I vividly remember my first IEP for Easton. There were at least ten people in the room: teachers, coordinators, administrators, therapists, psychologists. I listened for what felt like hours as they spoke at me, not to me, about my son. They discussed his “present levels” and repeated over and over how far behind he was compared to his “typically developing” peers. It was heartbreaking. I just wanted one person to understand how I felt, to see my son as more than a statistic, to show a little compassion instead of cold professionalism.
Four years later, things look very different. I realized that if I wanted change, I needed to be the change. Today, I’m proud to say I am a Special Education teacher. I’m on the other side of the table at IEP meetings now, able to meet grieving parents, uncertain about their child’s future, and say to them, I understand how you feel… and I mean it. I point out every unique, amazing thing about their child, without ever making them feel less than—because there isn’t a single thing that makes them less.

Things have changed.
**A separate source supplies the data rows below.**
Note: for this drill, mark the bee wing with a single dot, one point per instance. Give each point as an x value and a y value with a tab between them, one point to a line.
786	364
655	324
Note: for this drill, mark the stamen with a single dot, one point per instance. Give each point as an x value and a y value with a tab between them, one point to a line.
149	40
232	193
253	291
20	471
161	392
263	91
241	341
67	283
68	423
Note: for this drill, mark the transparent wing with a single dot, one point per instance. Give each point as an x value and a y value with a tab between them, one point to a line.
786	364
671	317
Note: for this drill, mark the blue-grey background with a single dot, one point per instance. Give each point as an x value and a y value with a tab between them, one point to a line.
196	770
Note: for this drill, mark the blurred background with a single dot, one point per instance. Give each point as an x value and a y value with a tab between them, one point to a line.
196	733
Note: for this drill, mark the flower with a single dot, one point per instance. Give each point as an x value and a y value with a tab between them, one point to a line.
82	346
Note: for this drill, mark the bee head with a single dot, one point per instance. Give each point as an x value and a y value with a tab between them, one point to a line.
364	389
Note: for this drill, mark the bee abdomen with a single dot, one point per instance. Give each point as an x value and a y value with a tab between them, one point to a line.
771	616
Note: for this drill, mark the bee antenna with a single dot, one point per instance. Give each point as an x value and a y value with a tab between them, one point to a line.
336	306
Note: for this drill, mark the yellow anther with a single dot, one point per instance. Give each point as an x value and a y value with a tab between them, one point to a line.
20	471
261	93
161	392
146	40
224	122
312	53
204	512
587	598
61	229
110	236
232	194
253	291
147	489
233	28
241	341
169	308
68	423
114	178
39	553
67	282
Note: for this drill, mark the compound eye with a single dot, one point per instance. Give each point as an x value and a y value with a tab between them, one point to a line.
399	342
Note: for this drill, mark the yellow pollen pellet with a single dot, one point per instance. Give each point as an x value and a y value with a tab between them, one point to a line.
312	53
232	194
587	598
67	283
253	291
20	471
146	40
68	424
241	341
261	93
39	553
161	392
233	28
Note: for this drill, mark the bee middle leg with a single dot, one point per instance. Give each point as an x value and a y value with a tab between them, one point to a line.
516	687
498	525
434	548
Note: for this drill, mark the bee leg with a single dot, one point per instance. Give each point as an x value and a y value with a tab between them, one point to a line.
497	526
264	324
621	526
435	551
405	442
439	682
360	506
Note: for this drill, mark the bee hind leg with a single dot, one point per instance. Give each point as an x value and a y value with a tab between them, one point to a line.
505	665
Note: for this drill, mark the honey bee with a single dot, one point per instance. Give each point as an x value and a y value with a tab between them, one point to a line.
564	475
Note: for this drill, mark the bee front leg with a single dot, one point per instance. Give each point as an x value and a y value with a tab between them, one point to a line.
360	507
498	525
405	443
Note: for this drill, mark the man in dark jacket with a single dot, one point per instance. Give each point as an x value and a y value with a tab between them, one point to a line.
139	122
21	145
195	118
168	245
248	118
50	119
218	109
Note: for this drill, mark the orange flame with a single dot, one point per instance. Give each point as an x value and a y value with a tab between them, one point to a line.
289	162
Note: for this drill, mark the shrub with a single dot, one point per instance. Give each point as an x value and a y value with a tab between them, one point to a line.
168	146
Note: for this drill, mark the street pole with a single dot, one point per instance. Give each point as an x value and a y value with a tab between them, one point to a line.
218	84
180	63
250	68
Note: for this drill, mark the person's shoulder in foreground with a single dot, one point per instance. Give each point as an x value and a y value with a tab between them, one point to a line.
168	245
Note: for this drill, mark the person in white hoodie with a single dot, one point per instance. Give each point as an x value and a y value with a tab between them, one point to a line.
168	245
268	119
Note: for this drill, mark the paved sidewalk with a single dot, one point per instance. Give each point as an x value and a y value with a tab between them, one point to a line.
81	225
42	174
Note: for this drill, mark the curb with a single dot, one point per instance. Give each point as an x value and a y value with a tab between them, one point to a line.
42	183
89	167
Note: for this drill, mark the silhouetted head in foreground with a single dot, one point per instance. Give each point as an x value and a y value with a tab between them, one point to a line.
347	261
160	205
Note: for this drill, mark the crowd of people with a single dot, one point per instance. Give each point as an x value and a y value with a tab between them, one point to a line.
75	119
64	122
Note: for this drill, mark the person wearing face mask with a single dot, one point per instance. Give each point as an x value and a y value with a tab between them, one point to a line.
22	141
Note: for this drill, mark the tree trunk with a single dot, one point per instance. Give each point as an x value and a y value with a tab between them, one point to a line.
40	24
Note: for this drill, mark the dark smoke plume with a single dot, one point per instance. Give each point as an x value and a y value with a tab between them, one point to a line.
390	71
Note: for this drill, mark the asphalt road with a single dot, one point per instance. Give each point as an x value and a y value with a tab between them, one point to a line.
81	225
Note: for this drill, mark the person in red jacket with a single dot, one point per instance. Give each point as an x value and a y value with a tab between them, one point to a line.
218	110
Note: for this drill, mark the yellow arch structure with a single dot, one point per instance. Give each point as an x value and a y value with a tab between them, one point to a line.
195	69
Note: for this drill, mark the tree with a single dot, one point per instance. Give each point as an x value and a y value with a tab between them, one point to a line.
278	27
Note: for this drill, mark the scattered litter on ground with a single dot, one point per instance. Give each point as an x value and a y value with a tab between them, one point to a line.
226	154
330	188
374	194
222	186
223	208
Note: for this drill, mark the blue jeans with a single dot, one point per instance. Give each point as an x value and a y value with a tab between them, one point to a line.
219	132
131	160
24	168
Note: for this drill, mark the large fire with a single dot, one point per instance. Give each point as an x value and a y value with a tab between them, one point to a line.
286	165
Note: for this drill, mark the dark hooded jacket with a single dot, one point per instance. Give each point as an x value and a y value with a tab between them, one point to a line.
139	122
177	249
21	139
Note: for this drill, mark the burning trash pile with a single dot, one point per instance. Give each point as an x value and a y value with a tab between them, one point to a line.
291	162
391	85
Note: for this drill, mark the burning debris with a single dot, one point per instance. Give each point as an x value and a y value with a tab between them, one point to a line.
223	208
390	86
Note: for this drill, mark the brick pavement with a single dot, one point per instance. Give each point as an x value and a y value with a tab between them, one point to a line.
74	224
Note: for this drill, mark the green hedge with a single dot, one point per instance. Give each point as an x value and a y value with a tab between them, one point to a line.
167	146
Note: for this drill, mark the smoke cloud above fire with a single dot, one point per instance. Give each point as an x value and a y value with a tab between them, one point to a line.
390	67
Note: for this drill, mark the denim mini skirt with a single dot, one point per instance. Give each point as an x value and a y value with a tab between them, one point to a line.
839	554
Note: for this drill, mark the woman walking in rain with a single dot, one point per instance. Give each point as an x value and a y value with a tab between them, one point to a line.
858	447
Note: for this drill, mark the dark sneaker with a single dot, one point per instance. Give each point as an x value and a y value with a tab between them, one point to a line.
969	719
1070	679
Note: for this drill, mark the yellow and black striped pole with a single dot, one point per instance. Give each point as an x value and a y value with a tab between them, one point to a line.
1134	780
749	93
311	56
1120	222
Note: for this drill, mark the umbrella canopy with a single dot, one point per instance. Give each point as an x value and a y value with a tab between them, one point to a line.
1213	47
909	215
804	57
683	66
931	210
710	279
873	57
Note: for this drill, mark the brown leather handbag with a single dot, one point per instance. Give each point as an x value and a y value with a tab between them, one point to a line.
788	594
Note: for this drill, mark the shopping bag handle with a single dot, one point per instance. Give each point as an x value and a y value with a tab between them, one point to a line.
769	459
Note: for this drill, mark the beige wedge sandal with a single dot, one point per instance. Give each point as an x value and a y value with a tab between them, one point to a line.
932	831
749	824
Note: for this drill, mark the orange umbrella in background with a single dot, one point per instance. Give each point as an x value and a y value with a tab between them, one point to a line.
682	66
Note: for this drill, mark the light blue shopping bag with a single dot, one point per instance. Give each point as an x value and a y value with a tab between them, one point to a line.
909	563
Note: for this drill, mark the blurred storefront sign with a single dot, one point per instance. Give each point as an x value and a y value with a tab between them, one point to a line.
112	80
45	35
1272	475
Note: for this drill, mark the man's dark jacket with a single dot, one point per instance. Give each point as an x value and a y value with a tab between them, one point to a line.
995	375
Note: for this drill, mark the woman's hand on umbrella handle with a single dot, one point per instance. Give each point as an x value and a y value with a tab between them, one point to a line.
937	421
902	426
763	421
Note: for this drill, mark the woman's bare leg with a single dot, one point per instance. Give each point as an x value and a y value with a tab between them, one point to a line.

I’m no longer grieving. I’m no longer hiding. I can say the word “autism” openly and talk about my son without tears welling up. Are there still hard days? Absolutely. The system is flawed, and I still fight with schools, doctors, and insurance companies. But now, when I fight, I fight smart and hard. I’ve educated myself, earned a Master’s in Special Education, and know exactly what my son is entitled to. I no longer let anyone push me—or him—around.

My son is six now. He is still mostly nonverbal, and on paper, he is considered severely autistic. But all of that “on paper” stuff doesn’t define him. He is the sweetest child I’ve ever met. He is loving, happy, and worthy. He is a light in this world, and he has transformed my life in ways I could never have imagined. I will forever be grateful that God’s plan was bigger than mine, that Easton is exactly who he is. I will forever believe he is truly perfect.

I did get my picture-perfect life—I just didn’t recognize it at first. This is our story, our life. It’s messy, raw, flawed… and that’s okay. We’re okay. To me, it’s perfect: my son, my life, our journey. All of it. Perfect.